Rightly or wrongly, I put it to Käärmann that there is a market perception that Revolut is often the cheapest option when spending or sending money abroad, even if questions remain about how it determines prices, especially at weekends, or if the startup actually makes money on foreign exchange at all.

“When you talk about other people getting into that space, we should be happy if someone figures out how to do parts of it, some routes, better than us or faster than us or cheaper than us,” he says, somewhat diplomatically.
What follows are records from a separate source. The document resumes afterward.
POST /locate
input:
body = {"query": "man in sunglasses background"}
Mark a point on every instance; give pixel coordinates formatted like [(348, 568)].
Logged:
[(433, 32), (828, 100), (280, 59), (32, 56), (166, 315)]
“I wish these things were sustainable as well. We’re super anti-subsidising, just because we think that over the long-term it doesn’t make sense to get some users paying for other users’ transfers or for some routes to pay for other routes. Progress is going to be faster if it’s clean. But, at the end of the day, if there’s a better solution, we actually endeavour to recommend that better solution. It would be nice if that better solution was also transparent and we can confidently say that they’re not just better in the next 5 minutes but that they are going to be better for the next 5 hours when you can put in your transfer. It’s only fair to the consumers — they’re not stupid — that they should go wherever is cheapest, if they need that, or somewhere that is more convenient”.

Cue Monzo’s Blomfield to caution me not to get too caught up in the London fintech echo chamber. “Most people in the U.K. have never heard of Monzo or Revolut or TransferWise,” he says, “and so our mission over the next five years is to take market share off all of the big banks, who I think are gouging their customers on things like foreign exchange. There’s so much open space in front of us because big banks just aren’t able to keep up”.